Eight months of being in constant spotlight, with the public following and commenting on his every result even as he tried to rework his game, the intense pressure on Loh is something few among us have ever experienced.
Being an unexpected winner of the world title, he was under no illusion that he was less prepared than the previous winners to handle his moment in the intense spotlight. He has had a target on his back at every round of every tournament, with every rival eager to beat a reigning world champion.
Yet, that easy smile never left him. The gung-ho attacking spirit remains evident in every match. And despite taking tough losses all year, he was back smashing winners in another tournament a week or two later.
These are signs of someone who has stayed humble and grounded despite reaching the peak of his sport. With his pop-idol looks, Loh could have sat back and watch the sponsorships and endorsements roll in. But no, he buckled down to spend more hours in training to retool his game.

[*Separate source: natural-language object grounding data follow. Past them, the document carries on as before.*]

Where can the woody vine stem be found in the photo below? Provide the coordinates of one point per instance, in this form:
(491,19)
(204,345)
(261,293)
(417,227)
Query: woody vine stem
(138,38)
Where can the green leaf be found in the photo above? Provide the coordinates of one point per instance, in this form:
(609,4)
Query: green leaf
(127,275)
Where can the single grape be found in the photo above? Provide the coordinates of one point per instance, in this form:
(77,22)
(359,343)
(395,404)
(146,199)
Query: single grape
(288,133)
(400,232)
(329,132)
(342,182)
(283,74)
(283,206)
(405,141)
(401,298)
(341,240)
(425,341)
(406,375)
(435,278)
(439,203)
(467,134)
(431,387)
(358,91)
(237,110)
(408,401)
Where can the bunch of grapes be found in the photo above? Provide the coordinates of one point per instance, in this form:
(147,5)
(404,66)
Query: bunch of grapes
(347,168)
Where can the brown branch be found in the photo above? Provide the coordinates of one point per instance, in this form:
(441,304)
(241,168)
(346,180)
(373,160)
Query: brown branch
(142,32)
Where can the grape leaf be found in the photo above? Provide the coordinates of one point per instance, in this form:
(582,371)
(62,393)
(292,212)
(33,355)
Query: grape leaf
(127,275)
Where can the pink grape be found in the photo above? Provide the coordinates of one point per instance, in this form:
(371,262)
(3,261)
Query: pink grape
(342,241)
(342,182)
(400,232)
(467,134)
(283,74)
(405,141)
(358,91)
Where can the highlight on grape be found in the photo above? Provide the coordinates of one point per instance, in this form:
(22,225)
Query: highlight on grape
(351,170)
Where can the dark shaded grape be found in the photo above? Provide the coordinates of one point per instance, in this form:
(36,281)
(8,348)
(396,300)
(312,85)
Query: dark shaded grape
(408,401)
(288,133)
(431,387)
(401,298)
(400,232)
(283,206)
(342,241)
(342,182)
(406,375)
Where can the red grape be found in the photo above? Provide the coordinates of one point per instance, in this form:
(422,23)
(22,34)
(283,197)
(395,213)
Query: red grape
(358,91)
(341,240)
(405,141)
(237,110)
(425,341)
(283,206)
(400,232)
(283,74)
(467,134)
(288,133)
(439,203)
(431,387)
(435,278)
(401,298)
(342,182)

He may have been a world champion, but there was never a moment when he believed he was the best in the world. Despite already writing his name into sporting history, the hard work continues on for Loh.
Even if Loh never reaches those heights of December 2021 again, he has already shown how to be a classy champion and a role model for all aspiring athletes. His attitude under the burden of the world title has been exemplary.
It shouldn't be hard to stop nit-picking on his results, and get behind this likeable young man for the rest of his badminton career.
The author has covered both Singapore and international sports for the past 19 years, and was formerly sports editor of My Paper. The views expressed are his own.